Re: [pcre-dev] 'Hard' partial matching don't work with some …

Top Page
Delete this message
Author: Philip Hazel
Date:  
To: ND
CC: Pcre-dev
Subject: Re: [pcre-dev] 'Hard' partial matching don't work with some assertions
On Sun, 29 Aug 2010, ND wrote:

> '\z' need to know not value of next character but *it's presence*.


Yes, and if the matching is at the end of the string, it knows there is
no presence because there are no more characters.

> And '\b' assertion must know next character.


Again, \b is defined to match at the end of the string if the last
character matches \w.

Both of these effects occur because the "partial" means "partial
matching", not "partial string".

> How can I check it right in multisegment string?


I do not know. PCRE was not designed to work with multisegment strings.

[Idea: if you get a match and the match ends at the end of your segment,
add the next segment and try again?]

> Say, please, what appliance to 'hard' option kepped in mind if it can not
> operate with multisegment strings?


"Hard" prefers a partial match to a later, complete match (as described
in the "pcrepartial" document. "Soft" prefers a later, complete match if
it can find one.

> I think when 'hard' option was borned, this lookahead assertions action
> does not have been taken in consideration. And the accordant correction
> will fix the problem.


I will not change current behaviour because there may be people who are
relying on it.

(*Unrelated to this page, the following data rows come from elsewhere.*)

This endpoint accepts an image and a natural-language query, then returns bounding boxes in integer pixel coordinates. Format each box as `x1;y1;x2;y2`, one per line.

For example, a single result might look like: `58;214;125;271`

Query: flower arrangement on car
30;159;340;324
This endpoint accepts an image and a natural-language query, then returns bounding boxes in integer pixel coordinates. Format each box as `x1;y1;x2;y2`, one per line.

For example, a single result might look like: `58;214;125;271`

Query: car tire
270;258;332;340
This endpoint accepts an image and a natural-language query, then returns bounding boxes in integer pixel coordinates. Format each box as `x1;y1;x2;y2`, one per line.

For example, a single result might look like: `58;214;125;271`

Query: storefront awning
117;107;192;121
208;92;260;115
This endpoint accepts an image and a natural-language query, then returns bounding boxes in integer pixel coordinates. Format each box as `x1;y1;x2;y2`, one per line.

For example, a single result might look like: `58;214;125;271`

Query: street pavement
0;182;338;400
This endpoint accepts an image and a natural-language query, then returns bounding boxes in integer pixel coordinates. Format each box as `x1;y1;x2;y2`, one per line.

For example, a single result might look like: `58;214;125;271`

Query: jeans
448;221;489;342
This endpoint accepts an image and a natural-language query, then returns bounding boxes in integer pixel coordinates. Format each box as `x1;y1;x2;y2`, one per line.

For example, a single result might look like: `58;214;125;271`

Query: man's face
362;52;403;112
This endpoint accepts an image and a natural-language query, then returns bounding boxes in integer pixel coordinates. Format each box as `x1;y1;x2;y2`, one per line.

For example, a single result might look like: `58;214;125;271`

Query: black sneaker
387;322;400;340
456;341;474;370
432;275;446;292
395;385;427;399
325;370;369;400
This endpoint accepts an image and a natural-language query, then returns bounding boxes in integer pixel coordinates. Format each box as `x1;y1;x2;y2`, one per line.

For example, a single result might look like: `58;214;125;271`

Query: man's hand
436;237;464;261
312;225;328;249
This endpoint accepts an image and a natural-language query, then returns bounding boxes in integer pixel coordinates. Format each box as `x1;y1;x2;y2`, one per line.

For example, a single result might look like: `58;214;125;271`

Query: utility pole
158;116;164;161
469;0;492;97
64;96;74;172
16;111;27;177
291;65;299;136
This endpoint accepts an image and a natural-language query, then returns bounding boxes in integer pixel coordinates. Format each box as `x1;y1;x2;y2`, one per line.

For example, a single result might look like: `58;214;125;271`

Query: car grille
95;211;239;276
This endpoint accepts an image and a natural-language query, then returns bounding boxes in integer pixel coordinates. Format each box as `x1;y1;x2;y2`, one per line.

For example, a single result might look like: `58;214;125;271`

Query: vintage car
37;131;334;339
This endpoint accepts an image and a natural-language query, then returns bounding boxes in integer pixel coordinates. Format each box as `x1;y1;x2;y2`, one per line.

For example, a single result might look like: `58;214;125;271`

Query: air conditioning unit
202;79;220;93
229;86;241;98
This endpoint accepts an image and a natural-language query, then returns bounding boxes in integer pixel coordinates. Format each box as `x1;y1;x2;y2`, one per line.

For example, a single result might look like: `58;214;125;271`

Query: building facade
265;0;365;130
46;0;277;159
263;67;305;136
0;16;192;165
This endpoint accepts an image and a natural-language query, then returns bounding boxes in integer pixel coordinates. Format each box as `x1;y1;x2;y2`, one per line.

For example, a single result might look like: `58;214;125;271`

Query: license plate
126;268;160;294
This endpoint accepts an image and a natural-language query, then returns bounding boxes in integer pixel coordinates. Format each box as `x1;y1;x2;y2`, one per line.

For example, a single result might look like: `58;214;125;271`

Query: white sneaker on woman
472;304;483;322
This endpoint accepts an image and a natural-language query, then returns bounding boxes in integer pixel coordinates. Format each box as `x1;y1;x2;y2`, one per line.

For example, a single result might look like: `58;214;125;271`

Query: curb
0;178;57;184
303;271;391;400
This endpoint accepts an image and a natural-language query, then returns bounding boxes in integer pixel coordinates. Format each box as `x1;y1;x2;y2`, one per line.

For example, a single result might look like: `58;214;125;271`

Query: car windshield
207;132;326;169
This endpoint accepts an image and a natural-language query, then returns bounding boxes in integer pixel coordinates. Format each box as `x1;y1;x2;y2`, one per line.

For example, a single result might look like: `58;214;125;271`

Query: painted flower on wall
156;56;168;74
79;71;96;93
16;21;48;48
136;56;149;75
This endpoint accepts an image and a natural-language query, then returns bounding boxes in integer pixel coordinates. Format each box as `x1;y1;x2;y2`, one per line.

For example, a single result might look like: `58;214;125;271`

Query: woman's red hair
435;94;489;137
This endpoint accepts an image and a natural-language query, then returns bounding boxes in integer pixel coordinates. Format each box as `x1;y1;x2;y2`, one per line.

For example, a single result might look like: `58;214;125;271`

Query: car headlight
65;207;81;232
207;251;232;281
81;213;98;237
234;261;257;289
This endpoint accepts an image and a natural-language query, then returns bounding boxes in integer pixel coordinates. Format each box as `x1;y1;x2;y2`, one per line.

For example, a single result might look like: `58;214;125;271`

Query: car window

Compatibility is important.

In theory, perhaps, a new option could be added. However, I am now
retired (and getting old and more forgetful) and I do not think I will
have the desire, or the time, to add new features to PCRE, though I do
still mend bugs.

Presumably, the restrictions for pcre_dfa_exec() mean that you can't use
it? It is more straightforward to handle multisegment strings with
pcre_dfa_exec(), but it does behave in a very different way.

I am sorry that I have misunderstood you during this thread; I plead old
age.

Philip

--
Philip Hazel